Without doubt, the most serious mistake individual investors make is trying to time the market. Neither individual nor professional investors are able to make consistently accurate calls on the direction of market prices. In fact, I have never known anyone who knows anyone who has consistently made accurate directional bets on either equity or bond prices.
When individual investors try to time the market they are much more likely to buy and sell at the worst times. Emotionally, investors suffer great pain when pessimism is rampant and stock prices fall. They are more likely to buy when everyone is optimistic and prices are near or at their peak. Behavioral considerations cause investors all too often to shoot themselves in the foot.
The evidence is remarkably strong that the behavioral biases described above influence investor behavior.
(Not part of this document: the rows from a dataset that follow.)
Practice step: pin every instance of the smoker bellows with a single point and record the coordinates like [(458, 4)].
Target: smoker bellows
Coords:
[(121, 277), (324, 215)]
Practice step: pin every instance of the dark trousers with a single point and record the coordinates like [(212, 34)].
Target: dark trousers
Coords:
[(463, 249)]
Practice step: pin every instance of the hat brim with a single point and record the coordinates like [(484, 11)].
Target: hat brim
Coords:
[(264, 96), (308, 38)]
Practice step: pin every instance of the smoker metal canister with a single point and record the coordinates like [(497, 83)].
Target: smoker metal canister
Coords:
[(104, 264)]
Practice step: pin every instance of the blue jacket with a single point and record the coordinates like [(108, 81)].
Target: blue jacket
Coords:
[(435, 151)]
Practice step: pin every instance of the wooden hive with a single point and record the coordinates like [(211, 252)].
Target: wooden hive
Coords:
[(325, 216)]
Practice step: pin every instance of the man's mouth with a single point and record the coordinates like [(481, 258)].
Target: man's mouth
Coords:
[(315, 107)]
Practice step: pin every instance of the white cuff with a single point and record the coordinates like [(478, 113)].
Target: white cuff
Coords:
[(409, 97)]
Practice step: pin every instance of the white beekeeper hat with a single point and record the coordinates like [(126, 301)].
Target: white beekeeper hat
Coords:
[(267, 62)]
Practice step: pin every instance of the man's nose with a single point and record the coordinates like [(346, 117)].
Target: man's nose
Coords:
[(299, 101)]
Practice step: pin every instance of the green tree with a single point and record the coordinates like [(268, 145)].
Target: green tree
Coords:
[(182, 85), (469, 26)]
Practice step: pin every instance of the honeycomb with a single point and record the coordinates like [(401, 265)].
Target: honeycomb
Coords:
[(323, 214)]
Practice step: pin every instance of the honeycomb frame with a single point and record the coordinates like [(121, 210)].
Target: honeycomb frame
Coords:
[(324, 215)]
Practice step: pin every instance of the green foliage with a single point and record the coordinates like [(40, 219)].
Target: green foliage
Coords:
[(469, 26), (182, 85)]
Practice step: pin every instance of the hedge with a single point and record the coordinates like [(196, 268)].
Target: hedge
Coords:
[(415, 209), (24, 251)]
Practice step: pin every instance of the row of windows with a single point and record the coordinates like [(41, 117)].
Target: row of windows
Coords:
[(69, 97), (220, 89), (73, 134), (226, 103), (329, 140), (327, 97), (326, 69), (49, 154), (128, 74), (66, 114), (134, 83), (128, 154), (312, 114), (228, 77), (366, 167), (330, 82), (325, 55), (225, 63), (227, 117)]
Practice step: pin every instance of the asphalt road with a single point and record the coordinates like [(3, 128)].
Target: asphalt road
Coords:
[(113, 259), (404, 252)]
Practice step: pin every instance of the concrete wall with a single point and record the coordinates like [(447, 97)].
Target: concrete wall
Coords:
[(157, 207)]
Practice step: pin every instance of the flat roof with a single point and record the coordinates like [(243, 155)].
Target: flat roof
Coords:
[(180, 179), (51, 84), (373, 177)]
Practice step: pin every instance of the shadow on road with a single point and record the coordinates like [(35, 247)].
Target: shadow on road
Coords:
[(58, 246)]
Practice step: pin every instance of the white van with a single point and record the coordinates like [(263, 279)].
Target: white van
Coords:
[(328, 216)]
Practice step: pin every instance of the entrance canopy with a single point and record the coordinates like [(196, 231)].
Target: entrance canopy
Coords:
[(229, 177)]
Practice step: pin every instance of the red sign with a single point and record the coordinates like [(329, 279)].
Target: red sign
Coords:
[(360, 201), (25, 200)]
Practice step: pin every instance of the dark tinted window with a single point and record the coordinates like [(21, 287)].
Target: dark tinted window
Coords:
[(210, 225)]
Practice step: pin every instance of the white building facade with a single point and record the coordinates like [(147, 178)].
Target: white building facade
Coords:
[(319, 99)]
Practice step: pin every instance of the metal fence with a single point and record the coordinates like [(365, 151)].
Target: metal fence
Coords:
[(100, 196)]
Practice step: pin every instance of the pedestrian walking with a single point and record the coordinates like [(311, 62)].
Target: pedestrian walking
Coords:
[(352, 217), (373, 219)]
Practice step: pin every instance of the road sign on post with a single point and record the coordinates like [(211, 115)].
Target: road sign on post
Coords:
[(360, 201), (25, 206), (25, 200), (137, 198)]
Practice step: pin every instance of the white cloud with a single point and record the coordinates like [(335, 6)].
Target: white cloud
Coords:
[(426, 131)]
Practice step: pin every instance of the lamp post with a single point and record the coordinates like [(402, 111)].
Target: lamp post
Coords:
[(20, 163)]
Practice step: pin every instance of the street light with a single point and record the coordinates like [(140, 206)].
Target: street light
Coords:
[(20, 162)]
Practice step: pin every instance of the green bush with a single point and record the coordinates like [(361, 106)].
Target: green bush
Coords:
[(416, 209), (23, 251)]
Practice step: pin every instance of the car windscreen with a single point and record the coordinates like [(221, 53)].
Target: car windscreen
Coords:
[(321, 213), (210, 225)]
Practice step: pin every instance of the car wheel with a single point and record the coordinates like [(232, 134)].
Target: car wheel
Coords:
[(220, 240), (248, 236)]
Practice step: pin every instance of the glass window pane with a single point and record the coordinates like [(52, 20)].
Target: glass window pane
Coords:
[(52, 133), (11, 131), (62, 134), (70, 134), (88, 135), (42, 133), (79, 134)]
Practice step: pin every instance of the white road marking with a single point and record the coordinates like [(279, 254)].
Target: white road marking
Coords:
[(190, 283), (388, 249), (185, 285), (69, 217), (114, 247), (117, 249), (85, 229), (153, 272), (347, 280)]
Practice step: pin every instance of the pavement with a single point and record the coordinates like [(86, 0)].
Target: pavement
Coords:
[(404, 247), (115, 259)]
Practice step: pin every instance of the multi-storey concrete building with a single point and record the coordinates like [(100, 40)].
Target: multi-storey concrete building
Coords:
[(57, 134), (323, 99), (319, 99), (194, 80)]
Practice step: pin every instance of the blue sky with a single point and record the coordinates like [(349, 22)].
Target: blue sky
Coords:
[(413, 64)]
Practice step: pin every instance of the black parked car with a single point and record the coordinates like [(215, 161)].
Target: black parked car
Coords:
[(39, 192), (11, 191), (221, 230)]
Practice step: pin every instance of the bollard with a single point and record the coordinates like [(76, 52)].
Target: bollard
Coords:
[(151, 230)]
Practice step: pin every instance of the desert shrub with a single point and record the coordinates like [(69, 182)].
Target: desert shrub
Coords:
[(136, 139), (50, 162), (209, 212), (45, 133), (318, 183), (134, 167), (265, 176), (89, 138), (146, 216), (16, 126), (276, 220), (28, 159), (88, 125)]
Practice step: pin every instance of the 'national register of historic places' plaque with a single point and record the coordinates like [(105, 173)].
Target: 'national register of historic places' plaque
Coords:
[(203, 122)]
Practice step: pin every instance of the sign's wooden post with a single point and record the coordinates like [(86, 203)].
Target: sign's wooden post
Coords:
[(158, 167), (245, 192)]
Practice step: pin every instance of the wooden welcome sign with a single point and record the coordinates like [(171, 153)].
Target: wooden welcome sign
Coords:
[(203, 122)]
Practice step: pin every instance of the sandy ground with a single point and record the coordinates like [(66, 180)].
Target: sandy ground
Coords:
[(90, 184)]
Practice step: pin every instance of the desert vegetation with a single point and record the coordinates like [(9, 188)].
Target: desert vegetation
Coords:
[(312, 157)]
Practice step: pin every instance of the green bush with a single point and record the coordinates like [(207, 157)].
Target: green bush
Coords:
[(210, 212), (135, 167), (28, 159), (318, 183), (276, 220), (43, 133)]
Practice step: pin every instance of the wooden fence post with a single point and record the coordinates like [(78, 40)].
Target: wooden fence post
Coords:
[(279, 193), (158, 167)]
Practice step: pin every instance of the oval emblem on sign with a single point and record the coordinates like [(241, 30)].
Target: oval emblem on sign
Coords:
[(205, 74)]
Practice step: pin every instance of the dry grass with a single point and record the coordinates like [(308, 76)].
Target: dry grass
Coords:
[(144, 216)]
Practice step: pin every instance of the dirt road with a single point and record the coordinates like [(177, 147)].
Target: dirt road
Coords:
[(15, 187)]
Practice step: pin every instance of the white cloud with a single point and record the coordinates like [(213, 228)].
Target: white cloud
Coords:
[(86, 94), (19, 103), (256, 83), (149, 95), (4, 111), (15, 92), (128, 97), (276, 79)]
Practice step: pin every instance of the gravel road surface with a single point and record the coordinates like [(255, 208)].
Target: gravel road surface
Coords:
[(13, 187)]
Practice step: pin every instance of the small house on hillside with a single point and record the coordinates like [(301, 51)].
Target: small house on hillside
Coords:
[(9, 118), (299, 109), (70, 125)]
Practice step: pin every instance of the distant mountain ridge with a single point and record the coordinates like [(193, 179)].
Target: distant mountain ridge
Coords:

The chart below superimposes data on the flow of monies into and out of equity mutual funds (the shaded histograms) on the 12-month returns of the Standard and Poor’s 500 index (the solid line). (The source of the flow data is the Investment Company Institute.)
Note that when prices are high and returns are good, money tends to flow into equity mutual funds; when prices are low, investors make net withdrawals of funds. In the first quarter of 2000, which coincided with the top of the Internet bubble, more new money was invested in equity mutual funds than ever before. Then in the fourth quarter of 2002, which turned out to be the market bottom after a sharp decline in stock prices, investors pulled large amounts of money out of equity mutual funds. Then, in the third quarter of 2008, during the worst of the recent financial crises when stocks made decade lows, investors redeemed unprecedented amounts of equity mutual funds. Our emotions lead us to sell at bottoms and buy at tops.
Several empirical studies have tried to measure the cost of bad timing decisions. They all agree that investors tend to do much worse than a buy and hold investor who avoided market timing altogether. A well-known study of the so-called “behavior gap” by Dalbar Associates estimates that it may be as large as 5 to 6 percentage points annually over the past 20 years. Other studies have estimated somewhat smaller gaps, but all of the studies agree that harmful investor behavior is extremely costly.
Investors are still their own worst enemy.